Cerca de 7,7 milhões de pessoas que possuem contratos de planos de saúde individuais ou familiares regulamentados terão seus reajustes limitados ao teto de 5,11%. Esses beneficiários correspondem a aproximadamente 14,5% dos 52,9 milhões de clientes de planos de assistência médica no território nacional, segundo dados da ANS referentes a março de 2026.
O reajuste será aplicado apenas aos contratos formalizados a partir de 1999 ou que foram adaptados à legislação atual. Planos anteriores ou vinculados a empresas têm condições de reajuste diferentes e não estão contemplados pelo novo teto definido.
O índice de reajuste autorizado pode ser aplicado exclusivamente no mês de aniversário do contrato. Isso significa que, ao receber a fatura do plano, o consumidor deve observar se o aumento foi implementado na data correta e se não ultrapassa o valor estabelecido pela ANS.
Para contratos com aniversário em maio ou junho, a cobrança do novo valor deve iniciar em julho — ou agosto, no máximo — com a possibilidade de cobrança retroativa referente aos meses anteriores, caso a operadora não atualize imediatamente a mensalidade. Assim, o consumidor pode receber uma fatura acumulando o valor reajustado com o retroativo devido. Confira no exemplo abaixo:
| Mês do boleto | Mensalidade | Total pago | Observação |
|---|---|---|---|
| Maio | R$ 100,00 | R$ 100,00 | Sem reajuste |
| Junho | R$ 100,00 | R$ 100,00 | Sem reajuste |
| Julho | R$ 105,11 | R$ 110,22 | Com reajuste + retroativo de maio (R$ 5,11) |
| Agosto | R$ 105,11 | R$ 110,22 | Com reajuste + retroativo de junho (R$ 5,11) |
| Setembro | R$ 105,11 | R$ 105,11 | Mensalidade reajustada |
É fundamental conferir no boleto do plano se o percentual aplicado não excede o autorizado. Desvios podem ser questionados junto à operadora ou diretamente na ANS.

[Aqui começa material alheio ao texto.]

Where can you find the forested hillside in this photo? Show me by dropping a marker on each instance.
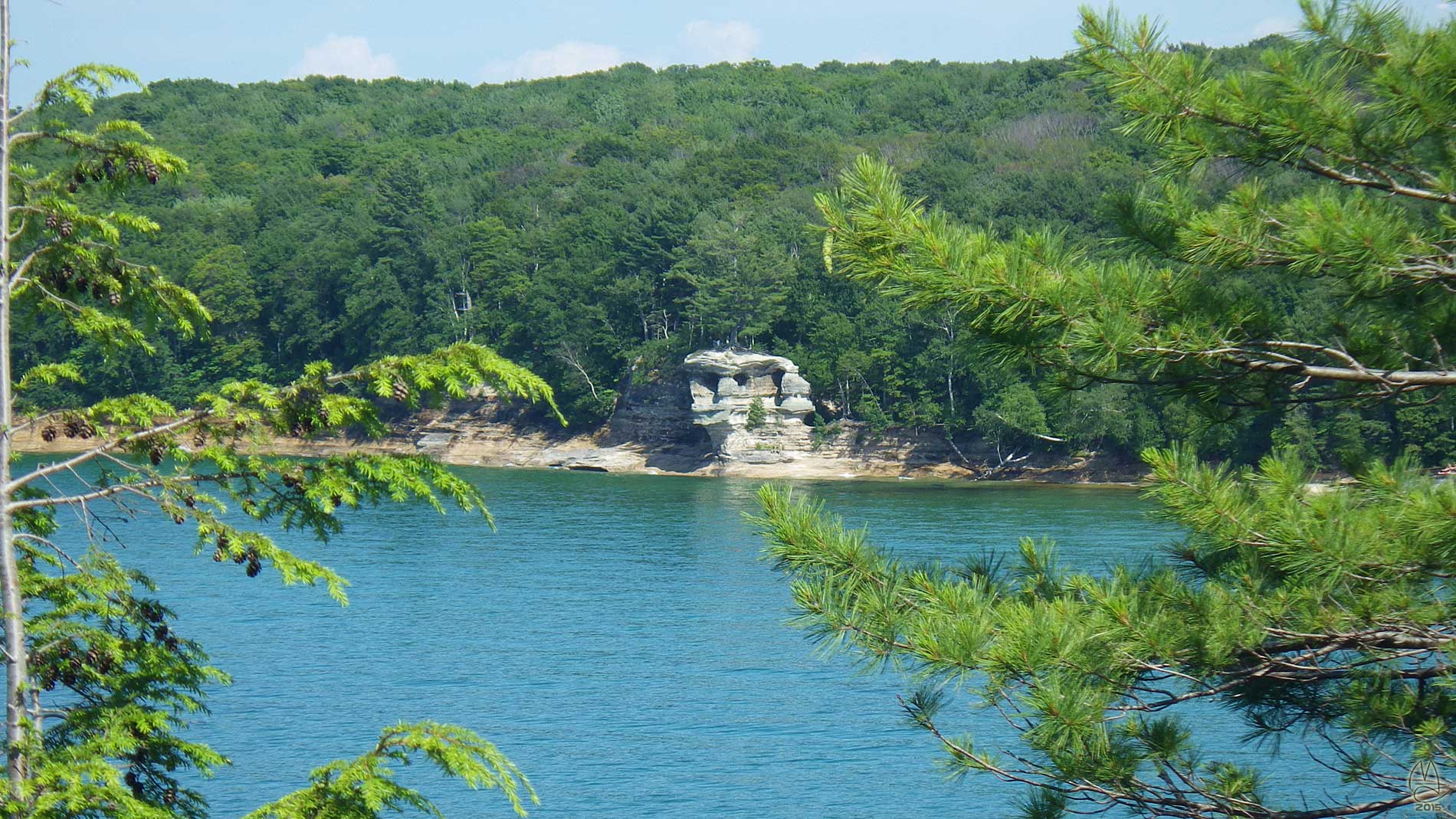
(613, 221)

Diferentemente do índice oficial de inflação, que mede apenas o aumento dos preços dos produtos e serviços, o índice de reajuste dos planos de saúde incorpora também a variação na quantidade de procedimentos e atendimentos realizados pelos beneficiários. Esse método reflete não só o encarecimento dos serviços médicos, mas também o maior ou menor uso dos recursos do plano ao longo do tempo.
Segundo a definição da ANS, o IVDA capta a evolução dos custos assistenciais, enquanto o IPCA ajuda a corrigir custos administrativos e operacionais, garantindo um cálculo mais ajustado à realidade do setor suplementar de saúde.

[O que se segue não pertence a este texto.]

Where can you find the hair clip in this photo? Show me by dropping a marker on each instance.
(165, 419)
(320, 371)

Se o percentual de reajuste aplicado ultrapassar o limite legal, é recomendado procurar a própria operadora do plano para apuração e, se necessário, registrar reclamação junto à ANS. A agência oferece canais de atendimento por telefone, web e presencial nos seus núcleos regionais.
Consumidores também podem pesquisar outras opções de planos ou realizar a portabilidade de carências, desde que atendidos os requisitos legais.
Cada beneficiário deve confirmar diretamente com sua operadora se as cobranças estão em conformidade com o novo teto e, em caso de discordância, recorrer aos canais oficiais da agência.